Hard poker truth: You cannot bluff the unbluffable.

These opponents are known as calling stations because they call just about every bet and raise. It is almost impossible to run these types of players off a hand.

But that doesn't stop even the best players from trying.

With the blinds at $200-$400 at last year's Five Diamond World Poker Classic at the Bellagio in Las Vegas, a player with a reputation as a calling station drew pocket 6s and raised to $1,200. Gabe Thaler, a talented young cash-game pro who won more than $200,000 in tournaments in 2005 and made a World Series of Poker final table in 2004, called with 9-7 suited.

“I called it because we both had a bunch of chips – $40,000, $50,000,” Thaler says.

The flop came 3-10-8, rainbow, giving Thaler an up-and-down straight draw and a backdoor flush draw. His opponent bet out $2,000. Thaler called on the value of his draw.

The turn came the 10 of spades, pairing the board and making a full house possible.

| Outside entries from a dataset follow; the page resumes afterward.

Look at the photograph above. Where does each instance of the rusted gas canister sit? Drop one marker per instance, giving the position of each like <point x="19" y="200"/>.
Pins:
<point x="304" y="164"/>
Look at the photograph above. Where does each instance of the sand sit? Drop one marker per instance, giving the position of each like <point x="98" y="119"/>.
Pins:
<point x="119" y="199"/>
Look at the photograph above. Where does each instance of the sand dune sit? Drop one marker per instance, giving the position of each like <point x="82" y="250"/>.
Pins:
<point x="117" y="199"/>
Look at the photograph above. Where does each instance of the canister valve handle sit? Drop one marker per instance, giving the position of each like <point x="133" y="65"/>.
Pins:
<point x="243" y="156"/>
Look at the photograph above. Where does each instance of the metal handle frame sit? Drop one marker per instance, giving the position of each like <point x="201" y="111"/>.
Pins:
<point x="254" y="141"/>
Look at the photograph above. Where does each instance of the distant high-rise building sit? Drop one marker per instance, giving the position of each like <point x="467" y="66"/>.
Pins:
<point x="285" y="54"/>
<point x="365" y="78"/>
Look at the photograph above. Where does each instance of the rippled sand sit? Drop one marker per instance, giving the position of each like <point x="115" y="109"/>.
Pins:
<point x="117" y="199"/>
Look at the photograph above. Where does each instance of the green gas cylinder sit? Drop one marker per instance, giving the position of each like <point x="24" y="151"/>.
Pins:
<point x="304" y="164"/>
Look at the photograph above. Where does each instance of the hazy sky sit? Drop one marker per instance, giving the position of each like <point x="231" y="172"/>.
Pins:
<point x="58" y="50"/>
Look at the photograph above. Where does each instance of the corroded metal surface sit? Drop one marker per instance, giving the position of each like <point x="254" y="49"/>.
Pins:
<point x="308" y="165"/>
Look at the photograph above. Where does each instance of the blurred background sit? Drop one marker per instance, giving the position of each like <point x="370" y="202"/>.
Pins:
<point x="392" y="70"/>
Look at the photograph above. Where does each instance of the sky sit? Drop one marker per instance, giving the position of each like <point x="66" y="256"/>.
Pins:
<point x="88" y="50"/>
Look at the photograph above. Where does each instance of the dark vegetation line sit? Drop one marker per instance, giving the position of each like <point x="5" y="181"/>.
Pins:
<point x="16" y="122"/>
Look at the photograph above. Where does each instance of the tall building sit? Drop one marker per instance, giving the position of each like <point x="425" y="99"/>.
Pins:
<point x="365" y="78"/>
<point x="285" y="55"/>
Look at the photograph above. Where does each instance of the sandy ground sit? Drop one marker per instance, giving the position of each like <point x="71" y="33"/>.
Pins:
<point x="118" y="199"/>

“He checked,” Thaler says. “So now I'm going to take one shot at it because if he's unpaired, he's going to give up now. If he has A-K or K-Q or two of the big cards, he's going to give up now. I bet $5,500 and he called it. I'm thinking he has second pair, a small pocket pair. I know he's a bad player and I know he wants to call, but he's not going to call me unpaired. That wasn't his M.O.”

The river came the 10 of diamonds, which is the worst card for Thaler's bluff because it makes a full house for any pocket pair. His opponent checked, and Thaler fired at the pot again, this time making a bet of $12,000.

“It's not really a bad play,” Thaler says. “Most people won't make that bluff, so any reasonable player is probably not going to call the $12,000 on the river, because I can have any pocket pair now. I can be betting with any hand now because it doesn't look like he has a 10 because he checked with three 10s on the board, so I can be betting second pair and he can't beat it. If I had 9s, I'd bet two 9s on the turn also.”

But he tried to bluff the wrong player.

“The river is the worst card for me to try to get him to throw his hand away because it improved his hand,” Thaler says. “It was a really bad bluff. I broke the first rule of poker for about the millionth time in my life: Don't bluff the live one. Don't bluff the live one because they want to call. I should've just given up, but I don't have a lot of give-up in me.

“I can't win if I check. I have zero chance of winning, and I don't like having zero chance of winning. I could've picked a better number. I could've bet $6,000. It's probably the same as $12,000 if he's going to call.”